Teacher Development Center Prepares Vets for Return to Classroom
Jan. 31, 2014
Air Force veteran Chad Crider will be certified to teach grades 7-12 in social studies.
For two UT Dallas student-veterans, returning to civilian life will mean returning to a passion fostered in the military: teaching.
Chad Crider started teacher certification last fall at the Teacher Development Center (TDC) after 21 years of service in the Air Force.
Crider, 41, earned his bachelor’s degree in 2002 during active duty. In addition to being an aircraft mechanic, he served as an aircraft maintenance instructor from 2000-04.
“I really enjoyed all the guys that came through, watching the light bulb come on,” Crider said. “Anybody who wants to teach gets a kick out of seeing the light bulb come on — seeing the students realize that they’re learning the material you’re giving them. They’re actually absorbing it.”
Crider lived in New Mexico and traveled through the Gulf Coast states and up the East Coast, as well as Germany, Japan and the United Arab Emirates. He retired as maintenance unit superintendent in 2012.
Now married with two children and living in Dallas, Crider said traveling to historic places and experiencing different geography influenced his decision to teach.
“I’m ready to get back into the classroom and actually interact with the kids and start working again,” said Crider, who will be certified to teach grades 7-12 in social studies. “I like that they are interested in your perspective on things.”
Gilberto "Gil" Landeros wants to teach high school.
Gilberto “Gil” Landeros will return to the classroom after a few years of working in the corporate world.
Landeros, 49, was a flight instructor in the Air Force for six years, teaching in Pensacola, Fla., and at the Air University-Squadron Officer College in Montgomery, Ala. He spent 20 years in the Air Force before retiring in 2008 as a major.
Landeros started at the TDC in summer 2012 and wants to teach high school history and geography. He said his travels to Southwest Asia sparked his love of history. He said he has always enjoyed reading maps — as proven by his bachelor’s degree in geography.
“I want to teach high school because I know that they’re at their first major decision in life on what they’re going to be,” said Landeros, who also has a master’s degree in aerospace science. “If I’m worthy of them coming to me, I’d like to make some type of positive impact.”
Landeros credits UT Dallas and the TDC for giving him guidance during his career change.
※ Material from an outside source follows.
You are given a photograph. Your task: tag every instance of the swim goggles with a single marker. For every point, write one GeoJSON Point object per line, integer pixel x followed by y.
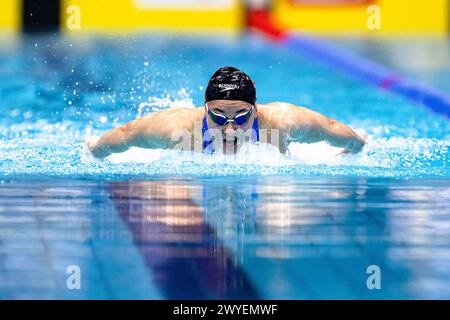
{"type": "Point", "coordinates": [222, 120]}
He said he occasionally takes advantage of the Veteran Services Center and appreciates the inviting atmosphere at the TDC.
“It’s not like, ‘Hey you’re just another guy,’” Landeros said. “The TDC looks at it more like, ‘Wow. You’re another veteran. We could actually use what you have in the classroom because your skillset is not normally seen [in the TDC classroom].’”
By the Numbers
Student-Veterans in 2013
B.S. in healthcare studies: 5
B.A. in interdisciplinary studies: 9
B.S. in interdisciplinary studies: 4
M.A. in interdisciplinary studies: 2
Teacher Development Center: 4
Source: UT Dallas Veteran Services Center
One of the first friendly faces Landeros encountered at the TDC was master teacher Laurie Pollock.
Pollock said she has taught several veterans during her time at the TDC. Many have been led to teach because they were instructors in the military, like Landeros and Crider, she said.
“Veterans are amazing students because they’re very disciplined. They’re super-organized, and they’re driven,” Pollock said. “When it’s time for class participation, they already feel like they have a command in the classroom.”
According to 2013 numbers provided by the Veteran Services Center, the School of Interdisciplinary Studies, which houses the TDC, has 18 undergraduates and two master’s students who served in the U.S. Armed Forces. Four additional veterans are earning their teaching certificates at the TDC. Campus wide, there are more than 600 student-veterans.
Although they might not realize it, the student-veterans at the TDC have another veteran in their company.
Dr. George Fair, dean of the School of Interdisciplinary Studies, is also a veteran.
Dr. George Fair, dean of the School of Interdisciplinary Studies, completed his bachelor’s degree in mathematics in 1966 and was commissioned by the ROTC as a second lieutenant in the Army upon graduation.
Fair taught math at the high school level for six months after college. He then served in the artillery branch of the Army for two years, stationed in Vietnam during the war from 1967-68.
After retiring as a first lieutenant, Fair continued teaching and then enrolled in graduate school, using his veteran’s benefits. He taught in public schools in Philadelphia for a year before deciding to pursue his PhD and begin teaching at the college level.
Fair said leadership is the most useful skill veterans bring to the classroom.
“In the military, you have clear lines of responsibility. No matter what level you are, there’s always someone you are responsible to and some group you are responsible for,” Fair said. “That made me very aware of leadership and how I was responsible for what we did as a combat unit.
“In teaching, it relates to having the responsibility to walk into class, have a presentation, be prepared and be ready to answer questions. It’s very much like teaching.”